La séquence que nous avons commentée présente elle aussi une unité d’ensemble, même si certaines quaestiones participent moins étroitement à l’élaboration d’un sens général 477. Cette unité est pourtant différente de celle du passage qui porte sur Abraham, Sarah et Agar. Philon, en effet, ne se contente pas de suivre le texte et d’en livrer progressivement une interprétation qui respecte sa trame narrative, tout en la transposant étape par étape sur un autre registre, qui présenterait une analogie avec le premier. Nous avons vu comment Philon développait une exégèse plus complexe. Les termes importants de celle-ci sont mis en place dans la première quaestio, qui décrit la manière dont Dieu se manifeste et la manière dont Abraham reçoit cette manifestation : Philon y illustre le lien entre contemplation sensible et contemplation intelligible, et insiste sur les limites de la vision d’Abraham. Mais c’est dans la deuxième quaestio que Philon énonce le cœur du problème posé par le passage, à savoir que Dieu se fait voir à Abraham, et que le texte parle à la fois d’une vision simple et d’une vision triple, celle d’hommes. Deux motifs sont mis en place : l’hésitation d’Abraham, qui saisit à la fois une vision sensible et une vision intelligible, et agit avec vertu envers l’une comme envers l’autre, mais aussi l’introduction de la théorie des puissances qui permet à Philon d’imputer à la Dieu aussi bien une vision simple qu’une vision triple, permettant ainsi de renforcer la confusion d’Abraham.

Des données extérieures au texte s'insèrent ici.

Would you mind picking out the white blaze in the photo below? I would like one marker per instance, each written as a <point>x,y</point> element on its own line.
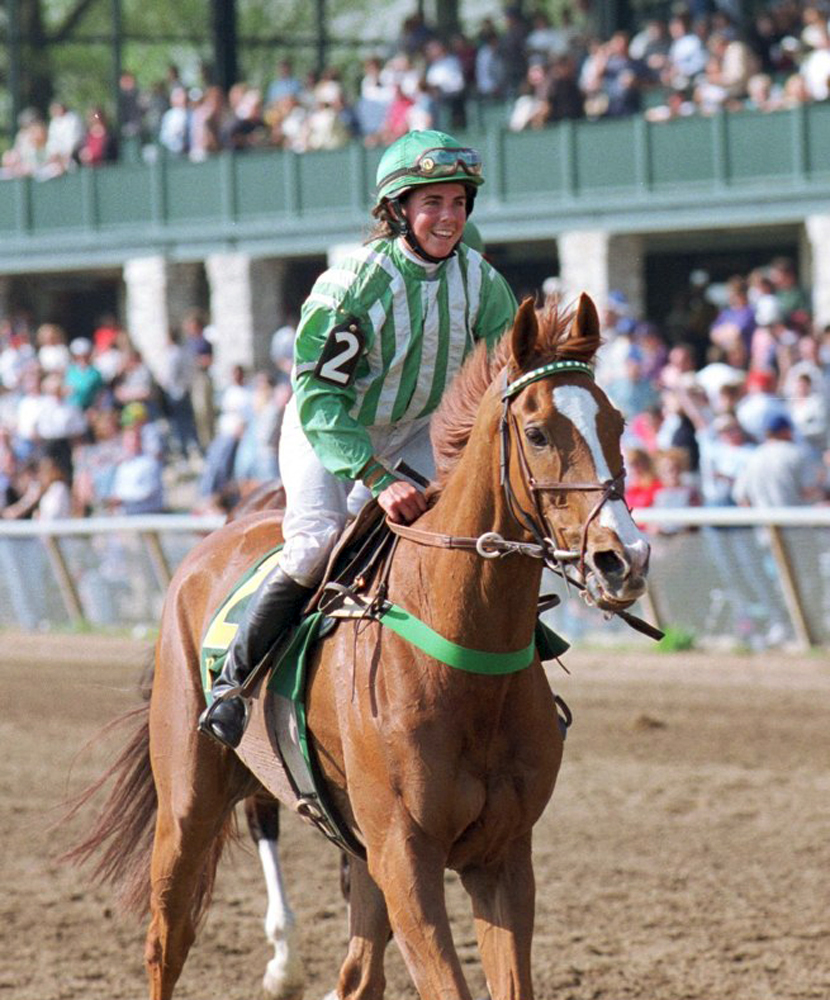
<point>579,406</point>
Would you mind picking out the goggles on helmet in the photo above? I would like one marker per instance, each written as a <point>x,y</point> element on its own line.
<point>441,162</point>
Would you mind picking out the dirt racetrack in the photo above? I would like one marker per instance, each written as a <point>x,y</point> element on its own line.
<point>685,854</point>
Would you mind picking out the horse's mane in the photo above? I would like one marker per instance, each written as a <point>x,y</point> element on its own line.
<point>452,423</point>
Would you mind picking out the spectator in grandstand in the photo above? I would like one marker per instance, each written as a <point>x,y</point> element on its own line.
<point>60,423</point>
<point>52,351</point>
<point>137,486</point>
<point>95,461</point>
<point>207,123</point>
<point>131,108</point>
<point>513,51</point>
<point>794,301</point>
<point>28,155</point>
<point>489,68</point>
<point>641,482</point>
<point>83,380</point>
<point>531,108</point>
<point>815,68</point>
<point>650,47</point>
<point>445,76</point>
<point>565,100</point>
<point>778,473</point>
<point>174,130</point>
<point>284,84</point>
<point>809,411</point>
<point>175,380</point>
<point>738,314</point>
<point>760,404</point>
<point>55,499</point>
<point>64,137</point>
<point>687,56</point>
<point>613,85</point>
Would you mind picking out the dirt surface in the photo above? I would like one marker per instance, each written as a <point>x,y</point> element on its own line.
<point>685,853</point>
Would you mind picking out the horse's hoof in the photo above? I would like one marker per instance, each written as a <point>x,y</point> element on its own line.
<point>281,983</point>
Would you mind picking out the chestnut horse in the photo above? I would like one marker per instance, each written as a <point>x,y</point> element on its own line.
<point>431,767</point>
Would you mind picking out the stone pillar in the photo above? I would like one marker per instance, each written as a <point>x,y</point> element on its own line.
<point>247,304</point>
<point>148,320</point>
<point>818,272</point>
<point>340,251</point>
<point>597,262</point>
<point>158,293</point>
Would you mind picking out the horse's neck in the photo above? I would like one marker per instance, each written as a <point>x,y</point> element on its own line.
<point>489,602</point>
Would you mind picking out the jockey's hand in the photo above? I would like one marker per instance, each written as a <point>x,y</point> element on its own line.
<point>402,502</point>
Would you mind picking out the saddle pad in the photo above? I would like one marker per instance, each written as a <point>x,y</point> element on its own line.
<point>222,628</point>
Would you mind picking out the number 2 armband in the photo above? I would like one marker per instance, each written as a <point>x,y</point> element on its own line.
<point>376,477</point>
<point>341,354</point>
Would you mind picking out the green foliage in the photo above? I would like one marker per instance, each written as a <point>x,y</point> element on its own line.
<point>676,640</point>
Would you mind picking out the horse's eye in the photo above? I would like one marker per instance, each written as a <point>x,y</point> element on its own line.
<point>536,436</point>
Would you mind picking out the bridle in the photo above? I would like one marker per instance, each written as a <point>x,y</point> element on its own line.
<point>545,546</point>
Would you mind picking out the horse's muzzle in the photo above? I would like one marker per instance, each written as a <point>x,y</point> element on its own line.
<point>616,575</point>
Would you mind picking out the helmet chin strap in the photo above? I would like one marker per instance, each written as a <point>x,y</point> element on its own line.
<point>400,226</point>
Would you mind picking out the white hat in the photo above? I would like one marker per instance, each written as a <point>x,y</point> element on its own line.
<point>768,311</point>
<point>79,346</point>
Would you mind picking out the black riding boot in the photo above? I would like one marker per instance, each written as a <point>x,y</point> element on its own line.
<point>272,610</point>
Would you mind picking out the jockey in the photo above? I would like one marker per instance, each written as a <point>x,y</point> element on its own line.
<point>380,337</point>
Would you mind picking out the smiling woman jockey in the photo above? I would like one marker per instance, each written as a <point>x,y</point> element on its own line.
<point>381,335</point>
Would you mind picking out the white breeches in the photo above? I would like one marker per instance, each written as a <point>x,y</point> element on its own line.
<point>318,504</point>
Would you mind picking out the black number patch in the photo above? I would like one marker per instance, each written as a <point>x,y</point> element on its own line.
<point>341,354</point>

Il est important de rappeler ici la manière dont cette compréhension du passage engage la suite du commentaire, et pourquoi Philon la rend nécessaire, contrairement à d’autres passages : il n’est pas possible de procéder ici comme pour Abraham, Sarah et Agar, en suivant simplement l’ordre du texte, quaestio après quaestio, car l’interprétation que Philon propose implique que les deux visions appartiennent toutes deux à la lettre du texte, et que selon les versets elles apparaissent ensemble ou en alternance. Une exégèse qui se développerait de façon linéaire, verset après verset, ne pourrait pas livrer le regard unifié que seule permet la mise en place, au préalable, d’une clé d’interprétation qui permet ensuite de situer chacun des versets à la place spécifique qu’il occupe par rapport aux autres. Il convient de noter toutefois que ce principe ne fonctionne en réalité que sur le premier degré d’interprétation des versets, sur la manière dont ils présentent à première lecture des éléments qui pointent vers l’une ou l’autre vision. En effet, si Philon s’interroge fréquemment dans l’intitulé des quaestiones sur celle des deux visions qui se présente à un moment donné devant Abraham, il parvient dans tous les cas à montrer la présence de la vision divine, le plus souvent de façon conjointe avec la vision des hommes, mais parfois également seule (voir la quaestio 4). Cette clé de lecture vaut donc pour la mise en place d’un cadre général préliminaire, mais n’engage pas totalement la lecture que Philon propose de chaque verset.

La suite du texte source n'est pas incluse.